“My experience at Scripps is a well from which I continually draw. It was at Scripps that I became convinced of the very real power of art and the continued viability of its role in our culture, despite the encroachment of postmodern cynicism. Now that I am teaching young artists at the San Francisco Art Institute, I am more amazed than ever at the dedication of the Scripps Art and Art History faculty. Their experience, scholarship, and practical knowledge was invaluable, but what impressed me most was the clear, unwavering message that art is important.”

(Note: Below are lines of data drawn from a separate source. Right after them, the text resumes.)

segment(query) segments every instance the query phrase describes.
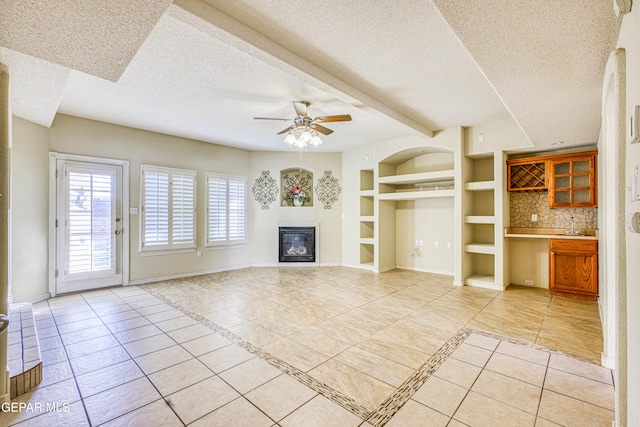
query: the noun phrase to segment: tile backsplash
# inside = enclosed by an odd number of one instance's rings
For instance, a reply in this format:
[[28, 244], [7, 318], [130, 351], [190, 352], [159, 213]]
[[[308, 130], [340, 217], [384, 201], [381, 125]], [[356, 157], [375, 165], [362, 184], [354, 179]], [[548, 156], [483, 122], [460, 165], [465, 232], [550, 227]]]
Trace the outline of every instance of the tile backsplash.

Amy Ellingson paints with a hip-hop sensibility, synthesizing 60s and 70s design esthetics, textile patterns, architectural embellishment, advertising and comic book imagery, and formal elements derived from the vocabulary of art historical themes and practices. The resulting mutation of appropriated images comments on our cultural fascination with consumption, fetish, and the spectacle of desire. In his review (Art issues., January/February 2000) of Ellingson’s exhibition, Between Repetition and Insistence, Mark Van Proyen commented on “…her innovative use of encaustic. Layers of color emanate an inner light, making the paintings appear almost as if they were glowing lightboxes. The encaustic also allows for the precise layering of complex shapes, which gives the paintings the look of mysterious archeological schematics, or perhaps the tattered layers of old billboards.”

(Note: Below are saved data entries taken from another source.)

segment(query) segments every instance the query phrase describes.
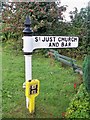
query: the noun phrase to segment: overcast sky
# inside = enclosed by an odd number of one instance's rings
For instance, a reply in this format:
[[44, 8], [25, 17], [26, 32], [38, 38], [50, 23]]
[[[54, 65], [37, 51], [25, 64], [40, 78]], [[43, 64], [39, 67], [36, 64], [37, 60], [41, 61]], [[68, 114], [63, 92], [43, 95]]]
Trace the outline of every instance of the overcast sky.
[[80, 11], [81, 8], [85, 8], [90, 0], [61, 0], [61, 5], [68, 5], [67, 12], [65, 12], [66, 19], [69, 20], [69, 11], [74, 10], [77, 7]]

Amy Ellingson received an MFA from Cal Arts in 1992. She is the recipient of an ArtCouncil 1999 Grant to Individual Artists and a San Francisco Arts Commission Market Street Art in Transit Program Kiosk Poster Series commission in 2000. More recently, she has received the Civitella Ranieri Foundation Fellowship in 2007, the Fleishhacker Foundation Eureka Fellowship in 2009, and the Ucross Foundation Residency in 2010.
She exhibited her work in KABOOM!, a group exhibition of work inspired by cartoon culture, at Haines Gallery in San Francisco. She has exhibited her work at jennjoygallery in San Francisco, Sherry Frumkin/Christine Duval Gallery and FOOD HOUSE in Santa Monica, the Austin Museum of Art at Laguna Gloria in Austin, Texas, Cristinerose Gallery in New York, and at Gallery 16 in San Francisco. Her work, “Winter, Spring, Summer & Fall,” was exhibited at Frumkin/Duval Gallery in Santa Monica in January 2002. Her work has also been exhibited nationally at such institutions as Yerba Buena Center for the Arts, San Francisco and The Crocker Art Museum, Sacramento and is held in various public collections, including the Oakland Museum of California, the U.S. Embassies in Tunisia and Algeria, and the Contemporary Museum in Hawaii. Amy Ellingson lives and works in San Francisco.